As the Top1 gene can be found in the majority of mammals, the tool should also be applicable to other animals, the researchers explained.
‘This work could have immediate and valuable impact in scientific laboratories,’ explained paper author and geneticist James Turner of the Francis Crick Institute.
He continued: ‘We’ve shown how it is safe and effective in mice, a common mammal used in medical and scientific research.’

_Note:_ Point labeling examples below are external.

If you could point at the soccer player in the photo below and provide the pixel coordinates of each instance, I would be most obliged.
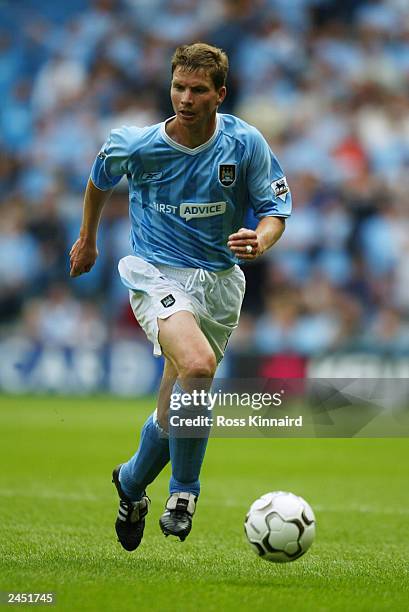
(191, 181)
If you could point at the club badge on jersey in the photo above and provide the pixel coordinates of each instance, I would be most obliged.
(227, 174)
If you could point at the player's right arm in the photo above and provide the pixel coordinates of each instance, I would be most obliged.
(84, 251)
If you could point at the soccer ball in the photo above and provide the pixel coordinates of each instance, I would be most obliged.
(280, 526)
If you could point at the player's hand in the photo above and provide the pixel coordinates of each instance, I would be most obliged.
(82, 257)
(240, 242)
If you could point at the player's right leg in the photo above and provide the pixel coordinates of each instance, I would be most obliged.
(132, 477)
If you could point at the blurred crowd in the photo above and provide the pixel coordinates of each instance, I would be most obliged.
(327, 83)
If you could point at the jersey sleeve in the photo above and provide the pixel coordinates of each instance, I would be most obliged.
(268, 189)
(111, 162)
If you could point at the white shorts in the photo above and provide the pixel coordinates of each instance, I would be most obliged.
(158, 291)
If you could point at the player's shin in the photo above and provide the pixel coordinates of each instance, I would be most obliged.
(149, 460)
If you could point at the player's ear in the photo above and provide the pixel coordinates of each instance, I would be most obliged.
(221, 95)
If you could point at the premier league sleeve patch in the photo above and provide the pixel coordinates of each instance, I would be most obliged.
(227, 174)
(280, 188)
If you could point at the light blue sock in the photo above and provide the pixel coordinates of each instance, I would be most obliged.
(149, 460)
(187, 454)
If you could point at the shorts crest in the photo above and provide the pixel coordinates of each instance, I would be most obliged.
(227, 174)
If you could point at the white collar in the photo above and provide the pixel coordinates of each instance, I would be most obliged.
(188, 150)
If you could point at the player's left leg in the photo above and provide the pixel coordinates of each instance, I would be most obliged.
(184, 343)
(132, 477)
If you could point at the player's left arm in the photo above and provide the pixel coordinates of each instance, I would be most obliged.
(268, 232)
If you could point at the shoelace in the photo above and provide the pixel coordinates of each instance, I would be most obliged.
(133, 511)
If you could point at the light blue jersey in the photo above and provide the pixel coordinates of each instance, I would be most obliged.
(184, 203)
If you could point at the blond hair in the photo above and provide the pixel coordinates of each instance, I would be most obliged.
(201, 56)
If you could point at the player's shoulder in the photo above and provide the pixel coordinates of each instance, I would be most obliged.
(239, 129)
(129, 136)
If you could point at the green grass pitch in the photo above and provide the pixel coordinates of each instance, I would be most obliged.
(57, 510)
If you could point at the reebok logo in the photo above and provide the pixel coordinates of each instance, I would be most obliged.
(199, 211)
(151, 176)
(168, 301)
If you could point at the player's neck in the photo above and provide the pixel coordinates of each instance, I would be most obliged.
(190, 136)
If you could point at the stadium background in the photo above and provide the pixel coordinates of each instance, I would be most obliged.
(327, 84)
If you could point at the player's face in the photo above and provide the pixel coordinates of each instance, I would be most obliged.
(194, 97)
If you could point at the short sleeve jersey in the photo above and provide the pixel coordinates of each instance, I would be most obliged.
(184, 203)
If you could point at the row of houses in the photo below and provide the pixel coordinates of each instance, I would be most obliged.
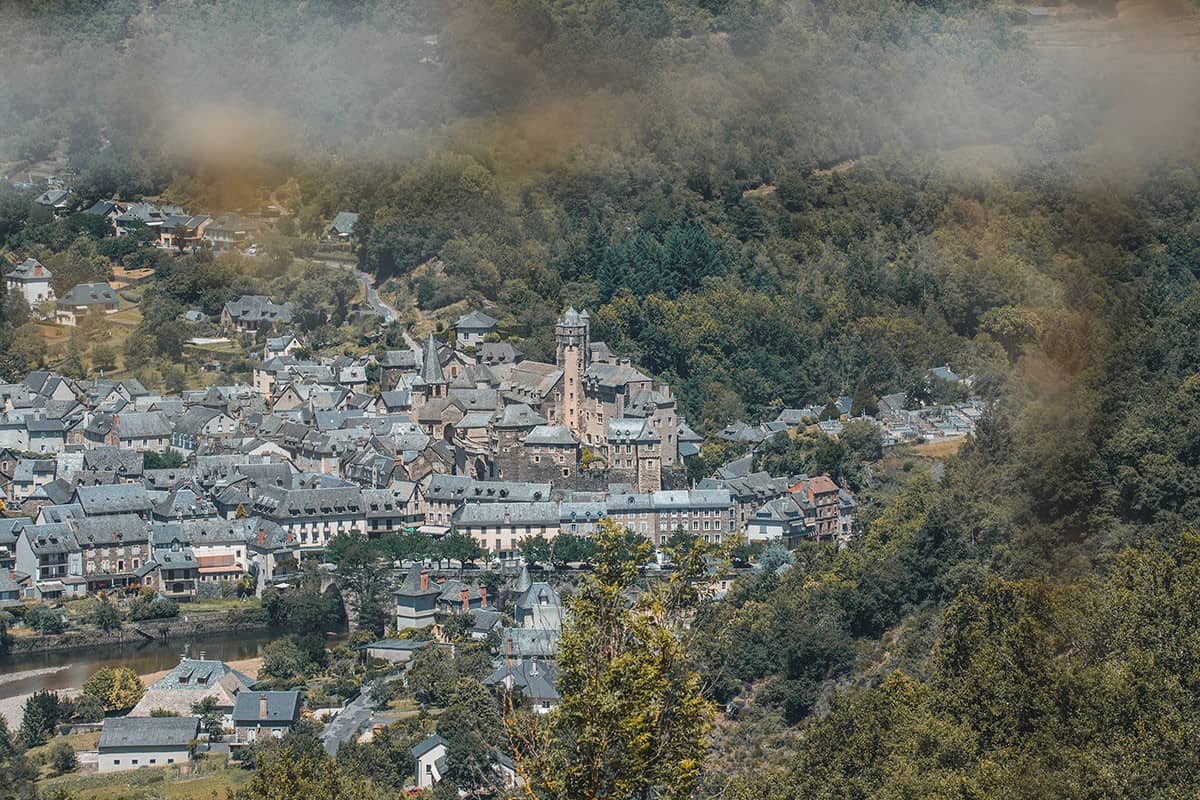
(30, 280)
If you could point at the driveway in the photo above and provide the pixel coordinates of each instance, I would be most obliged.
(348, 723)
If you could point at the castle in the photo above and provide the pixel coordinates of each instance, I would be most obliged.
(543, 417)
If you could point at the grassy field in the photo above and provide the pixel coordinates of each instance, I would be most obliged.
(207, 779)
(940, 450)
(78, 741)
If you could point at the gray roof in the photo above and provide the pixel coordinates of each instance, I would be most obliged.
(519, 415)
(113, 498)
(615, 376)
(30, 270)
(551, 434)
(631, 431)
(533, 679)
(51, 537)
(89, 294)
(111, 529)
(197, 673)
(143, 425)
(429, 744)
(281, 707)
(118, 459)
(509, 513)
(498, 353)
(400, 645)
(52, 197)
(412, 584)
(257, 308)
(279, 503)
(475, 320)
(343, 223)
(148, 732)
(431, 366)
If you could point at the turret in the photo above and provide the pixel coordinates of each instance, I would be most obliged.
(573, 340)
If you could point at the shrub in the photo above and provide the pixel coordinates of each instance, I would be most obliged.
(114, 687)
(63, 758)
(45, 619)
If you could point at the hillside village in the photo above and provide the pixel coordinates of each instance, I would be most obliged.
(472, 461)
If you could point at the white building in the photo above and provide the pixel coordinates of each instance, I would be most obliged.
(431, 761)
(31, 281)
(133, 743)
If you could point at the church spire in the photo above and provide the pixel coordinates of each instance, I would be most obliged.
(431, 366)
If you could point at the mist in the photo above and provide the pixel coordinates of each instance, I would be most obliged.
(229, 90)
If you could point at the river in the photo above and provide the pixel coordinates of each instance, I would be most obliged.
(69, 669)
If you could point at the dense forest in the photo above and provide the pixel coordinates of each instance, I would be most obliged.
(766, 204)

The technique could be used to improve animal welfare in both laboratory and agricultural settings where, for various reasons, only female or male animals are needed. It is common for animals of the unrequired sex to be culled — a practice which could be drastically reduced by controlling the sex of the animals prior to birth. Pictured: the poultry industry sort chicks by sex on conveyer belts — with the unwanted males typically macerated shortly after hatching
‘The implications of this work are potentially far-reaching when it comes to improving animal welfare, but should be considered at ethical and regulatory levels,’ said paper author and molecular genetics expert Peter Ellis of the University of Kent.
‘In particular, before any potential use in agriculture, there would need to be extensive public conversation and debate, as well as changes to legislation.

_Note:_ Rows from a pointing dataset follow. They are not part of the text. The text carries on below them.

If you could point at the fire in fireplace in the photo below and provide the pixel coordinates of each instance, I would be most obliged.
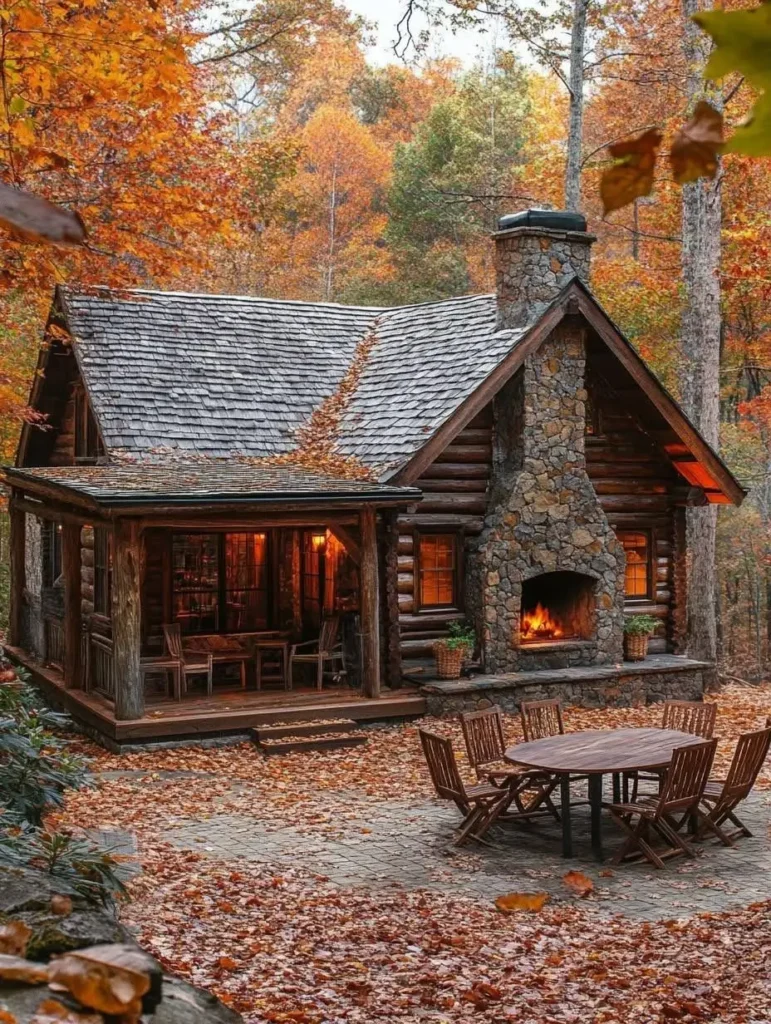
(541, 625)
(557, 606)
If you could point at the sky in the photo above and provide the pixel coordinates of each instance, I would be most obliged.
(465, 44)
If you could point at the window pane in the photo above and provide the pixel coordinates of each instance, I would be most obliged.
(437, 569)
(196, 582)
(246, 582)
(637, 549)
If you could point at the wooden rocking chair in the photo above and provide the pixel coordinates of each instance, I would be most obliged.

‘On the scientific side, there is also much work to be done over a number of years. Further research is needed, first to develop the particular gene editing toolkits for different species, and then to check they are safe and effective.’

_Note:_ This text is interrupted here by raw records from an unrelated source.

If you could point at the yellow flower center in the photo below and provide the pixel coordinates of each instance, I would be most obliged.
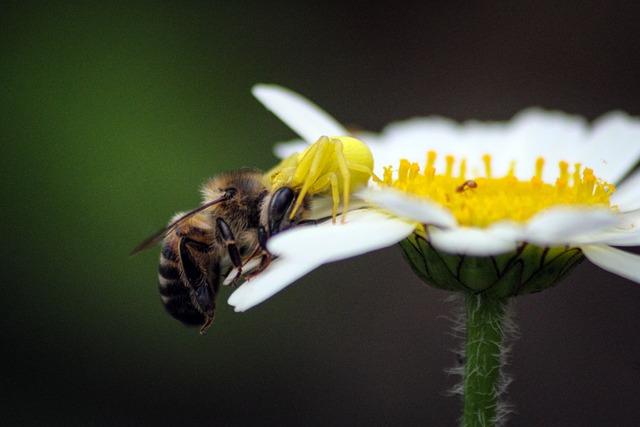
(482, 200)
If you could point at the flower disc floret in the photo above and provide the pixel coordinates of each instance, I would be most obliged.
(484, 199)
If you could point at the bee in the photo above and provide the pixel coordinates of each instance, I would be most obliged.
(241, 210)
(238, 215)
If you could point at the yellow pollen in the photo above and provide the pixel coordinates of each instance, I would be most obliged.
(486, 199)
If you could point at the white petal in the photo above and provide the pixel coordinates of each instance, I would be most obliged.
(616, 261)
(627, 194)
(282, 150)
(497, 239)
(280, 274)
(417, 209)
(613, 147)
(365, 230)
(562, 225)
(301, 115)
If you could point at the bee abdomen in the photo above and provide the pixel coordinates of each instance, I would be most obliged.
(175, 295)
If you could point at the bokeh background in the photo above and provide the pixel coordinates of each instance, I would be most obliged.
(113, 114)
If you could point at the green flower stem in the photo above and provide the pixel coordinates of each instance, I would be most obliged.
(485, 321)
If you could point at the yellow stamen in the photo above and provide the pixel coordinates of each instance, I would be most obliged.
(486, 199)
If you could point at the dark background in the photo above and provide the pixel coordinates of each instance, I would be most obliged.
(113, 115)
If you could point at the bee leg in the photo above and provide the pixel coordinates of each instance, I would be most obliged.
(230, 243)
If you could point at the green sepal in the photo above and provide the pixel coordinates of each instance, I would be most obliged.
(525, 270)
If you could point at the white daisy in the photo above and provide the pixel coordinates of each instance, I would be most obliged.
(541, 187)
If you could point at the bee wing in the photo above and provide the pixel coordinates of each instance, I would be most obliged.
(156, 237)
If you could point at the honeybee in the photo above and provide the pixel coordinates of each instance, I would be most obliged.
(241, 210)
(238, 215)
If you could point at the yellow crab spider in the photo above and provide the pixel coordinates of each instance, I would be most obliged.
(329, 166)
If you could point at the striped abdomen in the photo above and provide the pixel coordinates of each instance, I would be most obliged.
(188, 274)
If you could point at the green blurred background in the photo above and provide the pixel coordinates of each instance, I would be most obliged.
(112, 116)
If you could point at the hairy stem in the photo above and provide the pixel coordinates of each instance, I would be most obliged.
(484, 356)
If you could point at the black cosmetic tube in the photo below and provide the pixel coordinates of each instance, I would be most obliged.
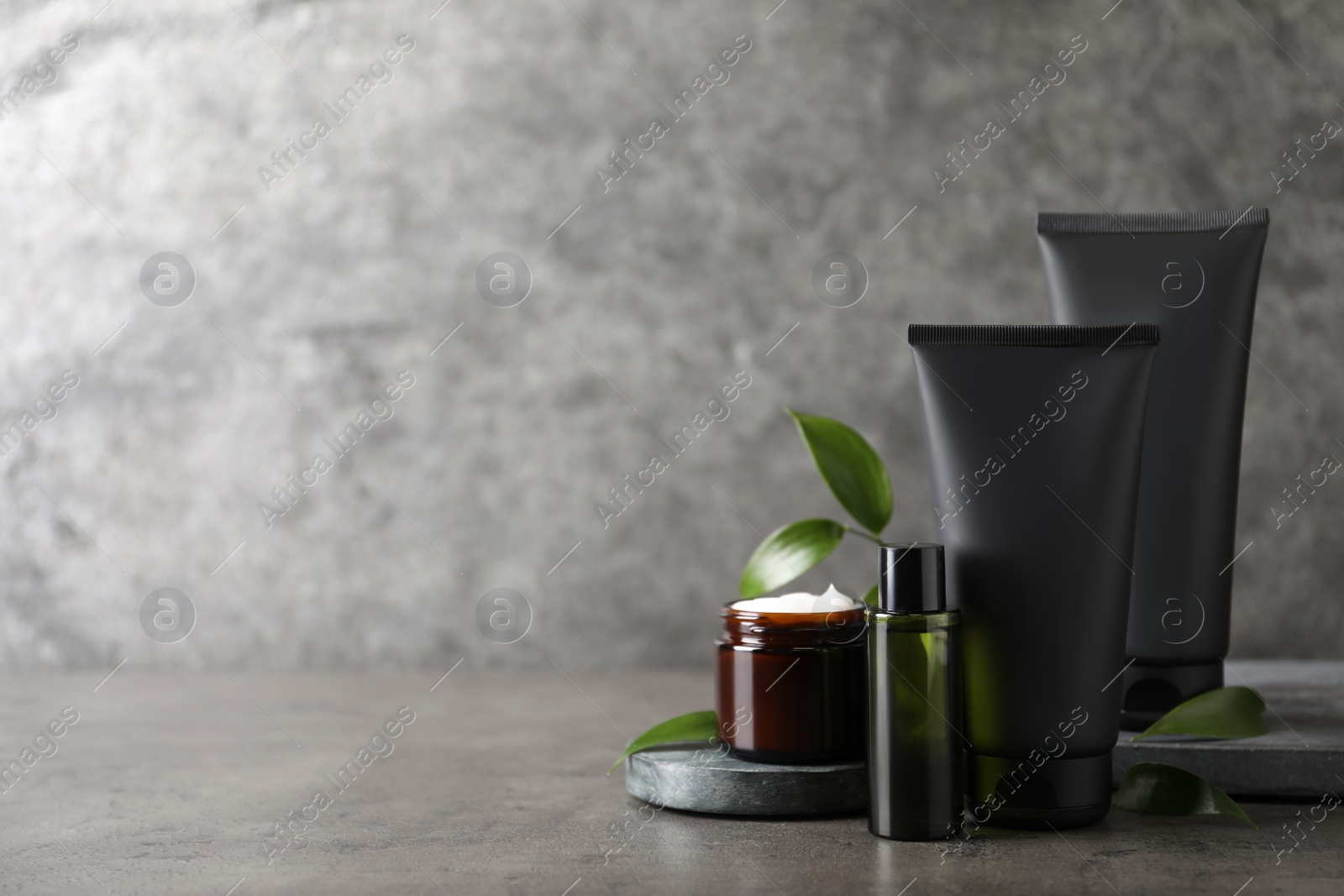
(1195, 275)
(1034, 438)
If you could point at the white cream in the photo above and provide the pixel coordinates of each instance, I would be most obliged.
(800, 602)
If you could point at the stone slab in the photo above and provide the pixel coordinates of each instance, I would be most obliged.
(702, 779)
(1300, 758)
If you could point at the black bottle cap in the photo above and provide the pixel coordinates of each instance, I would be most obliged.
(911, 578)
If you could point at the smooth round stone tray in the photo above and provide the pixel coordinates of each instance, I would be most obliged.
(699, 779)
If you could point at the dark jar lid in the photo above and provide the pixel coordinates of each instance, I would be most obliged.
(792, 631)
(911, 578)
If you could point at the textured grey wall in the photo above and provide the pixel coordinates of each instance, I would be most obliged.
(354, 264)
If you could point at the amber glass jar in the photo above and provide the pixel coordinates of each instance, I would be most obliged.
(792, 687)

Harry Leitch — a stem cell biologist at the MRC London Institute of Medical Sciences, who was not involved in the present study — agreed, saying ‘If applied to livestock species this could reduce the culling of animals and therefore make a significant impact on animal welfare.
‘Although the use of such transgenic technologies in this setting would require extensive publication consultation and a change to existing legislation in the UK.
‘As this system requires genetic modification of both parents, it is not applicable to human reproduction,’ he cautioned.
The full findings of the study were published in the journal Nature Communications.
WHAT IS CRISPR-CAS9?
Crispr-Cas9 is a tool for making precise edits in DNA, discovered in bacteria.
The acronym stands for ‘Clustered Regularly Inter-Spaced Palindromic Repeats’.
The technique involves a DNA cutting enzyme and a small tag which tells the enzyme where to cut.
The CRISPR/Cas9 technique uses tags which identify the location of the mutation, and an enzyme, which acts as tiny scissors, to cut DNA in a precise place, allowing small portions of a gene to be removed
By editing this tag, scientists are able to target the enzyme to specific regions of DNA and make precise cuts, wherever they like.
It has been used to ‘silence’ genes – effectively switching them off.
When cellular machinery repairs the DNA break, it removes a small snip of DNA.
In this way, researchers can precisely turn off specific genes in the genome.
The approach has been used previously to edit the HBB gene responsible for a condition called β-thalassaemia.